Le psaume 40 fait partie de ceux qu'on appelle «messianiques». Il se présente comme un cantique dans lequel Christ lui-même raconte prophétiquement l'histoire de son humanité, avec les conséquences qu'elle a pour la gloire de Dieu, pour sa propre joie et aussi pour la nôtre. La structure remarquable de ce psaume se lie à quatre déclarations qui prennent leur origine en dehors de l'espace et du temps, et entraînent le croyant jusque dans l'avenir le plus lointain. Alors les pensées et les «œuvres merveilleuses» de Dieu seront éternellement célébrées dans le cantique nouveau. Celui-ci, toujours recommencé, a été entonné par le Sauveur ressuscité, désormais entouré de la multitude de ses rachetés. Apprenons-le encore une fois ensemble sous sa direction, avant de le chanter autour de lui et avec lui pendant l'éternité.

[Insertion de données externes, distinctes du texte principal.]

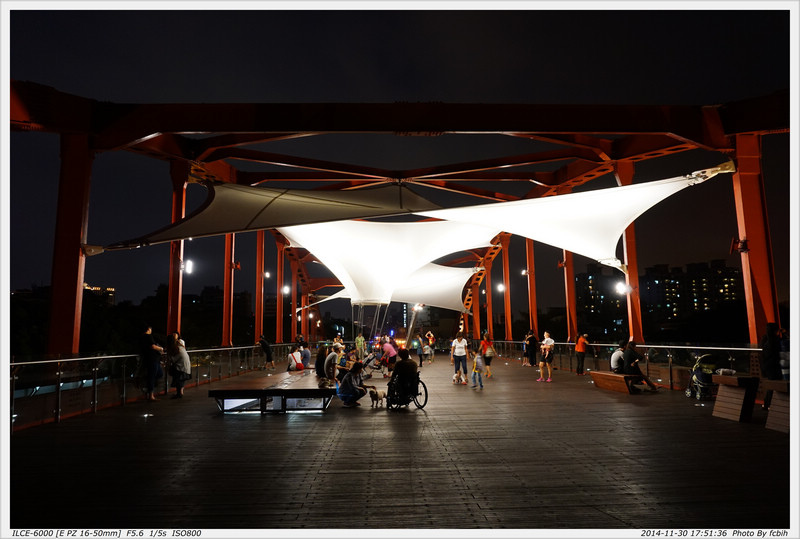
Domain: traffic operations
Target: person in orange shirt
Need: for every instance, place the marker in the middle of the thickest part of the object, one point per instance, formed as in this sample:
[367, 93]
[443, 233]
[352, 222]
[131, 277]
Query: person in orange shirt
[580, 352]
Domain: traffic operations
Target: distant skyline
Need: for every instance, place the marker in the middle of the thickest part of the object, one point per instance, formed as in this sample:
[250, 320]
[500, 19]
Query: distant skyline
[623, 57]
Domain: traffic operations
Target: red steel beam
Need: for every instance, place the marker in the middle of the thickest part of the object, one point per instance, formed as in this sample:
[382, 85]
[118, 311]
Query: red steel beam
[68, 257]
[570, 297]
[259, 323]
[227, 307]
[624, 174]
[505, 240]
[530, 273]
[751, 214]
[179, 174]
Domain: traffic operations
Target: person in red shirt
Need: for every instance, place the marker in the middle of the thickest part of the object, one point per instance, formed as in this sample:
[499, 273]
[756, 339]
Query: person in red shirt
[580, 352]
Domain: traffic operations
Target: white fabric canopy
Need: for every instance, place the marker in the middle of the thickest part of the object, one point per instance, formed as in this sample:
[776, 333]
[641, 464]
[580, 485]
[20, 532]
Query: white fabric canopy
[588, 223]
[372, 260]
[232, 208]
[433, 285]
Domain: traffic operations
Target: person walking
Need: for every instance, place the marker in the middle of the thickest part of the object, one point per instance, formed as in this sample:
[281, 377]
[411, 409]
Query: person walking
[547, 358]
[458, 356]
[265, 347]
[580, 353]
[180, 365]
[478, 365]
[487, 352]
[150, 353]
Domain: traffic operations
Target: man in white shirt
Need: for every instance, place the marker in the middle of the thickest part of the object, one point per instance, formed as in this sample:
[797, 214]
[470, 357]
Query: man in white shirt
[547, 358]
[458, 356]
[616, 358]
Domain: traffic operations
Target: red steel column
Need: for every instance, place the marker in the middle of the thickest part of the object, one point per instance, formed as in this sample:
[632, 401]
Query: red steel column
[293, 317]
[504, 242]
[259, 323]
[179, 173]
[68, 257]
[476, 309]
[488, 278]
[530, 272]
[624, 173]
[279, 292]
[304, 312]
[757, 265]
[227, 306]
[569, 288]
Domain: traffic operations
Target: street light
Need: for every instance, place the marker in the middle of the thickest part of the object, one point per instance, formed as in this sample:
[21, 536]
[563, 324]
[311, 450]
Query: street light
[623, 289]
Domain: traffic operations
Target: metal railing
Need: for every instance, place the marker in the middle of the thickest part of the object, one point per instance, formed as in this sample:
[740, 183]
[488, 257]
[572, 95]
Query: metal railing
[50, 390]
[667, 364]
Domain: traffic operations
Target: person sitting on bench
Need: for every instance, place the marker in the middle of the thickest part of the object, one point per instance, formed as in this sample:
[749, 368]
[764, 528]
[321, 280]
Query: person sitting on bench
[631, 359]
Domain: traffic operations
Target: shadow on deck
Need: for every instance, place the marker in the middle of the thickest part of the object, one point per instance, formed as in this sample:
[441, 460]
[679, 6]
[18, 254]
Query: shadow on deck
[516, 455]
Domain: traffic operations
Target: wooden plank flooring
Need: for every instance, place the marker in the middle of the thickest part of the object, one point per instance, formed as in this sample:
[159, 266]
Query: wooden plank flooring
[515, 455]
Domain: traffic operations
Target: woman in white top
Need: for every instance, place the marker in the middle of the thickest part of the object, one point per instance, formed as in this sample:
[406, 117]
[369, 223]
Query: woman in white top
[180, 365]
[458, 356]
[547, 358]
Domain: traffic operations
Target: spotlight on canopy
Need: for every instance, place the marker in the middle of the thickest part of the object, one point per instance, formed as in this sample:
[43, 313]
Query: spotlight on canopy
[589, 223]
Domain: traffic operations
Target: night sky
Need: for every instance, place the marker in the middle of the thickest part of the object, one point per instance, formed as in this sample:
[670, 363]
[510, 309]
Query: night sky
[524, 56]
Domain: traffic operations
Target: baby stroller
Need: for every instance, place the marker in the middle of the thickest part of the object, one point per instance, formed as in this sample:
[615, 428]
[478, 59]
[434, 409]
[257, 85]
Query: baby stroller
[399, 394]
[700, 381]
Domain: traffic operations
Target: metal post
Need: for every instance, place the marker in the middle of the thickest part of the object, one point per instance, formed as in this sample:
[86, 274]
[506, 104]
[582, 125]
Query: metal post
[58, 393]
[94, 385]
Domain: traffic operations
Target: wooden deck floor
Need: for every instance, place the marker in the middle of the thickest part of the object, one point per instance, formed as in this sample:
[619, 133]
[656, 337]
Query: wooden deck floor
[516, 455]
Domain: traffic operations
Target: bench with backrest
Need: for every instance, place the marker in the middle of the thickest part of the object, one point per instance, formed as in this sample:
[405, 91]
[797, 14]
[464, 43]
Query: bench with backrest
[778, 414]
[612, 381]
[279, 393]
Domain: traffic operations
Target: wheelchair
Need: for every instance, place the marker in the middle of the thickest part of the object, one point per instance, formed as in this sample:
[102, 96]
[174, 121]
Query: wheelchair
[403, 393]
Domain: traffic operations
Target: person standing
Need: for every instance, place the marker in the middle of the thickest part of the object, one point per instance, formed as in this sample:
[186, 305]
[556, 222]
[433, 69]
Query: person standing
[427, 353]
[418, 340]
[487, 353]
[265, 347]
[389, 354]
[547, 358]
[180, 364]
[150, 353]
[305, 354]
[458, 356]
[531, 343]
[361, 346]
[580, 353]
[478, 365]
[771, 358]
[631, 359]
[616, 363]
[784, 353]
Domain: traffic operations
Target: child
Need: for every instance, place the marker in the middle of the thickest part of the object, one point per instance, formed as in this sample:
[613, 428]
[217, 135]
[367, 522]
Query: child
[427, 353]
[477, 369]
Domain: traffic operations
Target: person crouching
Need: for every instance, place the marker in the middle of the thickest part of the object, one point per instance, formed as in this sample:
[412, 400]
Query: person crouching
[352, 387]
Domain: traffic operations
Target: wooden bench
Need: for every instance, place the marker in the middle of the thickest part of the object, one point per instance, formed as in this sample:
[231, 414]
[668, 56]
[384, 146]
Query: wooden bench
[778, 414]
[615, 382]
[735, 397]
[292, 391]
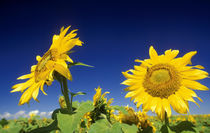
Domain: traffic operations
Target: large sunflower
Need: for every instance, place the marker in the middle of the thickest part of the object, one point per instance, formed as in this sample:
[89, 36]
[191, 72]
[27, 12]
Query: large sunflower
[53, 60]
[164, 80]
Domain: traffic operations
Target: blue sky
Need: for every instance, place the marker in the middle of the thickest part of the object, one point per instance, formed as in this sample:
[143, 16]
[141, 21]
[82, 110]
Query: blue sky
[114, 35]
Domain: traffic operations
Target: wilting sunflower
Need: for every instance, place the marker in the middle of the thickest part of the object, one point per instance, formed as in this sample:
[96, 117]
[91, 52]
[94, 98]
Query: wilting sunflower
[164, 80]
[53, 60]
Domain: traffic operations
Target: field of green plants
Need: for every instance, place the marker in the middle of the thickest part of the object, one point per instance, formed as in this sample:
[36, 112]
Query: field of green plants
[121, 121]
[157, 84]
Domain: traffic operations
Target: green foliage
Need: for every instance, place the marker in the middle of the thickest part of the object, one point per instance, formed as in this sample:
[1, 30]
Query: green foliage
[64, 122]
[68, 123]
[105, 127]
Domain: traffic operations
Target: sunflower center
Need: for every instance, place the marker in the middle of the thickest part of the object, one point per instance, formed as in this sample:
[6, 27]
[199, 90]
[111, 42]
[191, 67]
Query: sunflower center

«J'ai dit: Voici, je viens…» (versets 6-8)

C'est dans ces versets que nous entendons ce qu'on appellerait volontiers la première strophe de ce cantique. Elle est citée et commentée en Hébreux 10. Son thème est un entretien qui a lieu dans le ciel pour faire face à la ruine entraînée par le péché. On y découvre, avant même leur institution, l'inefficacité des sacrifices de l'ancienne économie. Ceux-ci constataient le péché mais, loin d'y apporter remède, le remettaient en mémoire autant de fois qu'ils étaient offerts.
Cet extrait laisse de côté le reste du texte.